Would be great if you can also provide a reproduce too.

DaraOrange commented 9 months ago

I can't provide the code, but I localized the reason of crash - NmsOp from MMDet. However, I don't know how to rewrite it yet. Is that bug fixed?

DaraOrange commented 9 months ago

Basically, is it possible to use nms in tensorrt int8? Could you advice me some working option?

zerollzeng commented 9 months ago

NmsOp from MMDet

is it a standard onnx operator or a customer op?

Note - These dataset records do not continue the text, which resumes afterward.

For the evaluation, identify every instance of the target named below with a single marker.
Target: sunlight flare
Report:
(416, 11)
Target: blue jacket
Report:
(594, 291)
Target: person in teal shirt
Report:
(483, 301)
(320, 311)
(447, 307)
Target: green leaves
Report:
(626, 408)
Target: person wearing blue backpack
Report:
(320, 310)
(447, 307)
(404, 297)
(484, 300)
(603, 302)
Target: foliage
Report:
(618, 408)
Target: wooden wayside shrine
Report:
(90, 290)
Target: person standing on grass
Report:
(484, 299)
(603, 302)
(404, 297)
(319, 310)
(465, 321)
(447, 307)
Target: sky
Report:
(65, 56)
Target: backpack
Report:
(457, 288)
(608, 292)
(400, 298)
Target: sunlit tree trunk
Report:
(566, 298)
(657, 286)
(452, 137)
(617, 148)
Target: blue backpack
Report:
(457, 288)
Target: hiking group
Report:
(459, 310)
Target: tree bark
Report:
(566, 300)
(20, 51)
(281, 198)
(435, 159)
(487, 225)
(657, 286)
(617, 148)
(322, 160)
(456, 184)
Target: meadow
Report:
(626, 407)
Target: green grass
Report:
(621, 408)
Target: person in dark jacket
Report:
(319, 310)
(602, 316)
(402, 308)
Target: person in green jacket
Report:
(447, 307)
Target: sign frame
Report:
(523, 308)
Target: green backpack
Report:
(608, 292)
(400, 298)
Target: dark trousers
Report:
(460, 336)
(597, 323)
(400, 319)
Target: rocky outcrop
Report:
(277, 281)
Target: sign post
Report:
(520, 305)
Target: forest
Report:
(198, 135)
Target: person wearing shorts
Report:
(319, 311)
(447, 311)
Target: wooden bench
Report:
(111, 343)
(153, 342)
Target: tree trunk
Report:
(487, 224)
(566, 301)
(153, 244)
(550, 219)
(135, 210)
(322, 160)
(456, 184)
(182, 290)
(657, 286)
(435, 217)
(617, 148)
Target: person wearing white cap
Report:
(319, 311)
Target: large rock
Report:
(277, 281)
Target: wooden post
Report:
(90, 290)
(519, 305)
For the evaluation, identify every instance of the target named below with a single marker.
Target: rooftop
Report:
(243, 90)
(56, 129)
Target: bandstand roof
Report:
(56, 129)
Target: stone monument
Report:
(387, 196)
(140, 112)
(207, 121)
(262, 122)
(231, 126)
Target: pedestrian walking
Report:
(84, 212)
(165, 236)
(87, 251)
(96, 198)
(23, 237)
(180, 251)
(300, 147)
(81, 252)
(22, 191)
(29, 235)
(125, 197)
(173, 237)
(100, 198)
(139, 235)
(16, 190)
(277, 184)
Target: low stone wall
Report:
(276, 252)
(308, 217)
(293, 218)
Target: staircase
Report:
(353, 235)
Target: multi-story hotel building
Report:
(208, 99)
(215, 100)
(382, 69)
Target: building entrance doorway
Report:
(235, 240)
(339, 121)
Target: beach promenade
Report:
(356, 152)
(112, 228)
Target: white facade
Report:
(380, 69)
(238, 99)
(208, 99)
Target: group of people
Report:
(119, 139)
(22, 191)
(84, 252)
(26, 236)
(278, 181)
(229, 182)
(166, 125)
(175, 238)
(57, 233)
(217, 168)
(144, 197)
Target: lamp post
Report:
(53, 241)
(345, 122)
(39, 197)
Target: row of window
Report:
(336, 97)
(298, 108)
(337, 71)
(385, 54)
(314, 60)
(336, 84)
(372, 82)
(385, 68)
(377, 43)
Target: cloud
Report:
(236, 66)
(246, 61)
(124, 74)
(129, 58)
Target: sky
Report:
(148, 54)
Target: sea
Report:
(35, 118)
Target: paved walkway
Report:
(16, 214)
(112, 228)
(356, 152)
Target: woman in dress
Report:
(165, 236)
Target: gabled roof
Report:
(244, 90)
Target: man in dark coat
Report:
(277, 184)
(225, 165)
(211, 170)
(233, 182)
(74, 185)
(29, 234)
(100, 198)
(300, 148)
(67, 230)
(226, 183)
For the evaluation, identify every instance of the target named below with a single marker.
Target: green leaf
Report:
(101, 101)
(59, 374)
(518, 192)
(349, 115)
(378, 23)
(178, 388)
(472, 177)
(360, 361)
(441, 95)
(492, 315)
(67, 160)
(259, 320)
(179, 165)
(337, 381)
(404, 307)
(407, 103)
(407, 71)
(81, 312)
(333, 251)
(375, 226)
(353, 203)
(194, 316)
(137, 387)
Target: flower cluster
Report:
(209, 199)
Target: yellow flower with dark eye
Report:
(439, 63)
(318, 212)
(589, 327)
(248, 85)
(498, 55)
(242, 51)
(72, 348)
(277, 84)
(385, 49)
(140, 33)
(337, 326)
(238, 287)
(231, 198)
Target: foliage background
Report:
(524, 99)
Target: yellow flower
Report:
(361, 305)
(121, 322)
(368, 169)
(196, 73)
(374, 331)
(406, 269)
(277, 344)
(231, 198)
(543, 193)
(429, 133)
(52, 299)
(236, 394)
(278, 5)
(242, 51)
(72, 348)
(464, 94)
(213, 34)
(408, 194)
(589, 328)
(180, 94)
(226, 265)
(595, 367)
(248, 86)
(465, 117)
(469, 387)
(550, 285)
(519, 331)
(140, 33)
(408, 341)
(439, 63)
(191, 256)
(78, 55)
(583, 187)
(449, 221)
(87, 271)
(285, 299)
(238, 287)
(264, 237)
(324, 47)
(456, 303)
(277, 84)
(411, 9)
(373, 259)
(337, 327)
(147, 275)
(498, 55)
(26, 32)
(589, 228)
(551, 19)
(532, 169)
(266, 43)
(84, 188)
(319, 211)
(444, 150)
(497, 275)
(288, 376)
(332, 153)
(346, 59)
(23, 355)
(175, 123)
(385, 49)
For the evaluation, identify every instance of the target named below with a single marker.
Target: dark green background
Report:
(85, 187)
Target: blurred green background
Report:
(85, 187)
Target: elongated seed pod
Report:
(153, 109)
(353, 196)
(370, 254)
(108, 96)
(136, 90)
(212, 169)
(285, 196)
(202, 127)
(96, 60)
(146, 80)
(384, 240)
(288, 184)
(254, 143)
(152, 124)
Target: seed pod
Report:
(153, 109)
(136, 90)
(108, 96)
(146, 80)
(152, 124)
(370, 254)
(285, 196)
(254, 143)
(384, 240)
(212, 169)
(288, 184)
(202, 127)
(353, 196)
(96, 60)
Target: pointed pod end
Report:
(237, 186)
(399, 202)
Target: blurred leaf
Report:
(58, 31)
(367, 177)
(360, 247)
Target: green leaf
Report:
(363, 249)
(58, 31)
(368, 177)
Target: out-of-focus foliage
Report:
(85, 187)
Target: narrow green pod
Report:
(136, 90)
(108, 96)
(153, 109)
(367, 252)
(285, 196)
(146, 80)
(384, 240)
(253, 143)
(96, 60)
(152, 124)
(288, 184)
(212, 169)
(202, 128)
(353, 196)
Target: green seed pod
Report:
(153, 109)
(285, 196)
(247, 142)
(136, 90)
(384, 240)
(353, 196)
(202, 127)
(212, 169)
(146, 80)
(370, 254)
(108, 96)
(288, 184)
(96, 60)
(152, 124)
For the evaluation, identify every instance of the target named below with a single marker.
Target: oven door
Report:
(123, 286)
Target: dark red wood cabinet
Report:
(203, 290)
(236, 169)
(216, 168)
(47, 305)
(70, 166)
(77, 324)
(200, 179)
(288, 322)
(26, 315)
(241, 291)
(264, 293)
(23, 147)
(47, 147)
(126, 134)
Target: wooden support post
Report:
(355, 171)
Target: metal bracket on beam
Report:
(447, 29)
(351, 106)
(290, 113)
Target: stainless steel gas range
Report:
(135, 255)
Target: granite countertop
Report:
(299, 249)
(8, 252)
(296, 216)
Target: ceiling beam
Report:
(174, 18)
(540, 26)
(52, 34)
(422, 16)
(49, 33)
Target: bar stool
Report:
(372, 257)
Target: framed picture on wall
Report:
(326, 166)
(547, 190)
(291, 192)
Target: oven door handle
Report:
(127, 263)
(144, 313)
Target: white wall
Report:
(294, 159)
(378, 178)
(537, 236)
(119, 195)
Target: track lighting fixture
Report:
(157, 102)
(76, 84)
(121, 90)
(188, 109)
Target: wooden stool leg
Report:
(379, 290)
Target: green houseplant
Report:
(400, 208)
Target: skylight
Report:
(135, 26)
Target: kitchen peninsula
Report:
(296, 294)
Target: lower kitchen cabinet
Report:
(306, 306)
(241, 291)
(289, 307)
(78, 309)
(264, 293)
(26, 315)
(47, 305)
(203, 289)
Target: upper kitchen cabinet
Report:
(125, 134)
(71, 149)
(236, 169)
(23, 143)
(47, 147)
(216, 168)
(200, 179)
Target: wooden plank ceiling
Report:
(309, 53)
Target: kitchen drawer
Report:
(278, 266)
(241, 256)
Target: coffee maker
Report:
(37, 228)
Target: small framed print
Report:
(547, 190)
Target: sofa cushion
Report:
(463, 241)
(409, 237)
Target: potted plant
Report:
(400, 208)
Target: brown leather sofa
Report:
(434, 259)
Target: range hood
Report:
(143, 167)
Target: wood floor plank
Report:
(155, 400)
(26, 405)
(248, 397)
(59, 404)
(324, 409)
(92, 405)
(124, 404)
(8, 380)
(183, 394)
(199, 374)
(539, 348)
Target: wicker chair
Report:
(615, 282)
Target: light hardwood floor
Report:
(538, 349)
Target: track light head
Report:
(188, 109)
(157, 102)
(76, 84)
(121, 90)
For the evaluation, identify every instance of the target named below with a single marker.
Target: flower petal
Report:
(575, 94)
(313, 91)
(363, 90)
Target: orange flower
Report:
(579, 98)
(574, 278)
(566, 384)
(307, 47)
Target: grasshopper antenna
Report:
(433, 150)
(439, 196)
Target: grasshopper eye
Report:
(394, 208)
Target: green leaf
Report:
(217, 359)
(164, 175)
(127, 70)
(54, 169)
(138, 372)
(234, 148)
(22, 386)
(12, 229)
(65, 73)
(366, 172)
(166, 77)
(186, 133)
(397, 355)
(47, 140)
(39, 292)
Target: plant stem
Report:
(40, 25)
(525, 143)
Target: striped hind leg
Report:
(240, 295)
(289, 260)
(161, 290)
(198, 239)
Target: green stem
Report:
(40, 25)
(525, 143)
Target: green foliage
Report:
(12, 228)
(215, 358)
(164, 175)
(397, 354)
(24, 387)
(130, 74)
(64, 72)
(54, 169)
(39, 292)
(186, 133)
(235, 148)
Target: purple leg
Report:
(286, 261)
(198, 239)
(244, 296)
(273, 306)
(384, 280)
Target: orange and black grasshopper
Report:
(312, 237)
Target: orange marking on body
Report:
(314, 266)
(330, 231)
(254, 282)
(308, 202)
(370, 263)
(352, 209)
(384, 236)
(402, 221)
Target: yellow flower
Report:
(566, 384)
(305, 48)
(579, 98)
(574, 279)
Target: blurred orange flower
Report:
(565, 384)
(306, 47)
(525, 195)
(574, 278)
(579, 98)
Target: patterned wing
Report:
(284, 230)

DaraOrange commented 9 months ago

It is an operator from MMDet library. Now I rewrote it in Pytorch and trying to convert to onnx:

def nms(boxes: array_like_type,
        scores: array_like_type,
        iou_threshold: float,
        offset: int = 0,
        score_threshold: float = 0,
        max_num: int = -1) -> Tuple[array_like_type, array_like_type]:
    assert isinstance(boxes, Tensor)
    assert isinstance(scores, Tensor)
    assert boxes.size(1) == 4
    assert boxes.size(0) == scores.size(0)
    assert offset in (0, 1)

    if score_threshold > 0:
        boxes = boxes[scores > score_threshold]
        scores = scores[scores > score_threshold]

    N = len(boxes)
    max_l = torch.max(boxes[:, 0].unsqueeze(-1).repeat(1, N).flatten(), boxes[:, 0].repeat(N))
    min_r = torch.min(boxes[:, 2].unsqueeze(-1).repeat(1, N).flatten(), boxes[:, 2].repeat(N))
    max_u = torch.max(boxes[:, 1].unsqueeze(-1).repeat(1, N).flatten(), boxes[:, 1].repeat(N))
    min_d = torch.min(boxes[:, 3].unsqueeze(-1).repeat(1, N).flatten(), boxes[:, 3].repeat(N))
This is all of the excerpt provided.